For the most part I did not like the story but did not overall hate it as we still have another part to go. After two stories that were dark and serious it made sense to have a light-hearted story in the tradition of The Romans and The Gunfighters. But I found the story to be too silly. I don’t mind Doctor Who doing comedy but this story just seemed to be too daft. Right from the start when Odin appeared in the sky I was like, “oh dear, we are in for a super silly one.” Most of the premise didn’t really make sense, as we have an alien race capturing men and taking them for testosterone. We have Clara actually almost convincing the Mire to leave when Ashildr starts a war with them. Then we have the rest of the story watching The Doctor looking defeated as he thinks the village will get slaughtered. Thank goodness that baby was able to tell him how to defeat the Mire if in a non-direct way. Electric eels really? I had to laugh at that one. I’m not sure that has ever been done before or if people actually fish them. Have to say the way the Mire was defeated was a tad clever using the eels and such and then using Ashildr to project an image from the helmet to make them think there was a dragon. But then using a cellphone video and then threatening to upload it to a galactic type of YouTube… it seemed kind of meh to me and not really inspiring.
I really liked the part where The Doctor was sulking about the death of Ashildr. Lamenting on all the death he has to endure while saving everyone else, especially since he was responsible for the death of Ashildr since he wired her up to the helmet. Peter Capaldi did a really good job with this performance as you could really see the pain in his face as he was explaining it to Clara. Then he turns around and explains why he has the face that he does and delivers that great speech before he goes off to save Ashildr. That was great and really saved this story from being a total clunker.

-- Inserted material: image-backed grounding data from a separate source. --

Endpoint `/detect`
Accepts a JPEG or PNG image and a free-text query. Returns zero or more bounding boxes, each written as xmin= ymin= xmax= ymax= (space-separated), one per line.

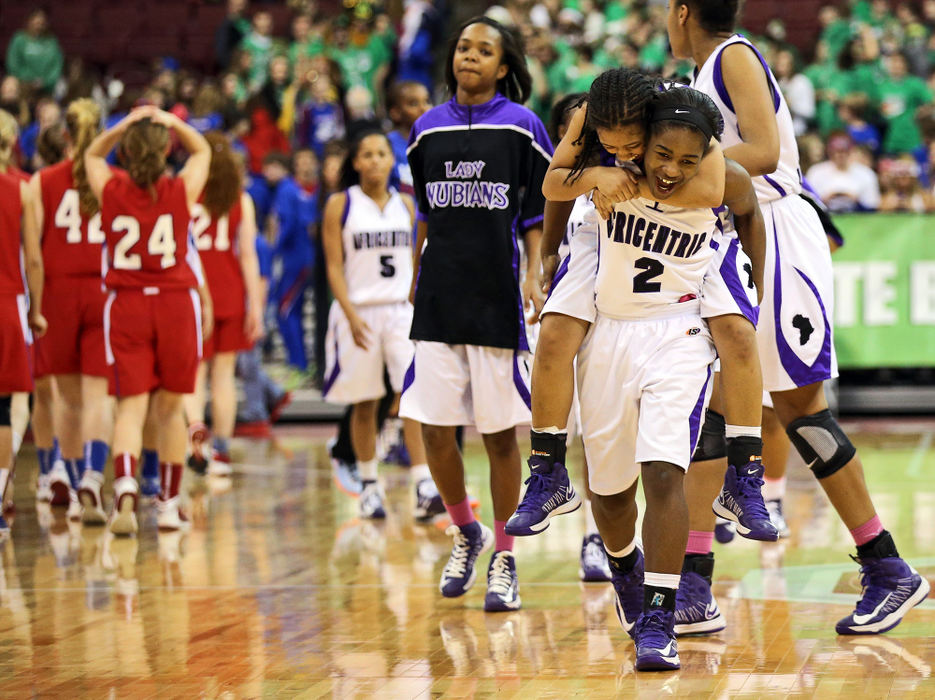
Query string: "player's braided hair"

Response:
xmin=444 ymin=16 xmax=532 ymax=105
xmin=66 ymin=98 xmax=102 ymax=216
xmin=565 ymin=68 xmax=655 ymax=185
xmin=682 ymin=0 xmax=740 ymax=33
xmin=120 ymin=118 xmax=168 ymax=200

Now back to the face. Was it necessary? Did they have to explain why The Doctor looks like Caecilius from the David Tennant story The Fires of Pompeii? They didn’t explain it back in 1984 or 1985 when Colin Baker had the same face as Maxil from the Peter Davison story Arc of Infinity and Colin Baker was Peter Davison’s successor. Just another example of Steven Moffat pandering to the fans or as is most of the case proving that he smarter than everyone and can do what he wants and make it seem clever. It doesn’t really matter why he has that face it was mainly the fans complaining about why he had the same face as Caecilius. It didn’t really matter to most fans as we have already experienced that happening in 80’s and it didn’t really bother us.
While The Girl Who Died might have been highly-anticipated, it did not hit the mark with me as I thought it was too silly but it did have some good moments and I liked seeing the nods to the Troughton era like the diary and the funny run that Capaldi did. But none-the-less, I did not wholly care for it and I am hoping the next part will be better.